PlanetDS.de: Wird „Drawn to Life“ einen Multiplayer-Modus besitzen oder sogar die Onlinefunktionen des DS nutzen, um zum Beispiel Zeichnungen mit Freunden auszutauschen oder gegeneinander zu spielen?

Jeremiah Slaczka: Ja. Die Spieler können ihre eignen Helden und kreativen Schöpfungen mit einem Freund via Multikartenfunktion austauschen.

PlanetDS.de: Bei „Drawn to Life“ werden ja nun alle möglichen Arten von Charakterzeichnungen möglich sein. Erhoffen oder erwarten Sie sich bestimmte Resultate, mit welchen die Spieler aufwarten werden? Denken Sie, dass die Spielergemeinschaft komplett neue Kreationen schafft oder dass vielmehr bereits existierende Charaktere wie Mario, Sonic und Co. kopiert werden?

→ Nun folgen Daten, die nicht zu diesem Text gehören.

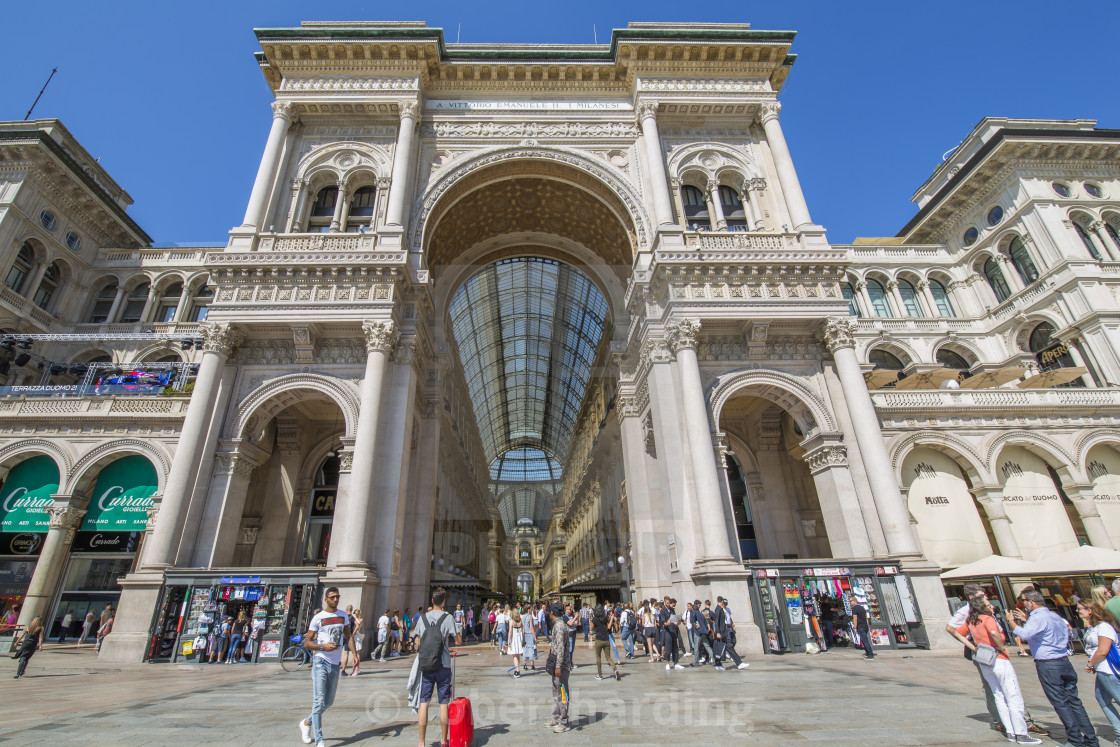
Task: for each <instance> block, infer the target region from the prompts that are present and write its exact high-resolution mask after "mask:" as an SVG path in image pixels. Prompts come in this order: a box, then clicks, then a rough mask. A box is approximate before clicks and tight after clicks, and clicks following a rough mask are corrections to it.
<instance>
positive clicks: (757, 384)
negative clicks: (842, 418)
mask: <svg viewBox="0 0 1120 747" xmlns="http://www.w3.org/2000/svg"><path fill="white" fill-rule="evenodd" d="M748 387H750V389H753V390H755V391H752V392H750V393H752V394H754V395H755V396H760V398H763V399H766V400H769V401H771V402H774V403H776V404H778V405H781V407H783V408H784V409H785V410H786V411H788V412H790V414H791V415H793V418H794V420H796V421H797V424H799V426H800V427H801V430H802V432H803V433H804V435H805V437H806V438H808V437H809V435H810V433H811V432H812V431H815V430H820V429H823V430H828V431H832V432H834V431H839V430H840V428H839V427H838V426H837V420H836V417H834V415H833V414H832V411H831V409H830V408H829V405H828V404H827V403H825V402H824V399H823V398H822V396H821V395H820V394H818V393H816V392H814V391H813V390H812V389H810V387H809V385H808V384H805V383H804V382H803V381H801V380H800V379H797V377H796V376H792V375H790V374H786V373H782V372H780V371H769V370H765V368H738V370H736V371H731V372H728V373H725V374H721V375H720V376H718V377H717V379H716V381H715V383H713V384H712V385H711V390H710V393H709V395H708V401H709V402H710V408H709V412H708V419H709V424H710V427H711V428H712V430H713V431H715V430H719V413H720V412H722V411H724V405H726V404H727V402H728V401H729V400H730V399H731V398H732V396H734V395H735V394H737V393H738V392H740V391H741V390H744V389H748Z"/></svg>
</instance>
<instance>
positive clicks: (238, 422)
mask: <svg viewBox="0 0 1120 747" xmlns="http://www.w3.org/2000/svg"><path fill="white" fill-rule="evenodd" d="M299 391H312V392H318V393H319V394H324V395H326V396H327V399H329V400H332V401H333V402H334V403H335V404H337V405H338V408H339V409H340V410H342V412H343V419H344V420H345V422H346V432H345V437H348V438H353V437H354V430H355V428H357V412H358V410H360V401H358V393H357V389H356V387H355V386H354V385H353V384H351V383H349V382H347V381H343V380H340V379H335V377H333V376H324V375H321V374H290V375H287V376H278V377H276V379H272V380H270V381H268V382H264V384H262V385H261V386H260V387H259V389H256V390H254V391H253V392H251V393H250V394H249V396H246V398H245V399H244V400H242V401H241V403H240V404H239V405H237V410H236V411H235V412H234V413H233V415H231V417H230V419H228V421H227V422H226V427H225V429H224V431H223V436H224V437H225V438H228V439H235V438H244V437H245V436H248V435H249V433H250V432H251V430H252V429H251V428H250V424H251V423H253V424H255V423H259V422H261V421H260V420H259V419H260V418H262V417H263V418H264V420H271V419H272V417H273V415H276V414H278V413H280V412H281V411H282V410H284V409H286V408H288V407H289V405H291V404H295V403H296V402H297V401H298V400H299V398H298V396H297V395H296V392H299Z"/></svg>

Jeremiah Slaczka: THQ veranstaltete kürzlich ein Preisausschreiben, bei welchem IGN US eine Flash Demo des in unserem Spiel verwendeten Zeichen-Tools zur Verfügung stellte. Die Teilnehmer konnten uns ihren selbst kreierten Helden zuschicken. Wir erhielten mehr als 5.000 verschiedene Zeichnungen. Es war richtig cool, zu sehen, welche Ideen die Leute hatten! Einige waren eher albern, andere waren lediglich Strichmännchen und wieder andere waren sehr professionell gezeichnet, doch wirklich alle an uns gesendeten Entwürfe waren kreativ und einzigartig. Und eben genau das ist das Tolle an „Drawn to Life“.

PlanetDS.de: Wie schaute Ihr erster Charakter aus, den Sie mit „Drawn to Life“ schufen?

Jeremiah Slaczka: Mannomann, das ist so lang her! Den ersten wirklich coolen Helden, den ich zeichnete, war ein spartanischer Soldat mit einem goldenen Brustpanzer und einem Schwert. Ich erinnere mich daran, dass ich bei jedem im Büro damit angab – er war einfach großartig.

PlanetDS.de: Gibt es abschließend noch etwas, das Sie unseren Lesern mitteilen möchten, was Sie bis dato noch nie gefragt worden sind?

Jeremiah Slaczka: Wir freuen riesig auf „Drawn to Life“! Unser Team hat während des vergangenen Jahres sehr hart daran gearbeitet und alles lief wie am Schnürchen. Zudem erhielten wir seitens THQ bei diesem Spiel und unseren Visionen eine große Unterstützung. Halten Sie danach Ausschau, wenn „Drawn to Life“ im September dieses Jahres die Ladenregale erobert!

Das Interview wurde von Kevin Jensen [Iceman] für PlanetDS.de geführt.

Vielen Dank an Jeremiah Slaczka für die freundliche Unterstützung.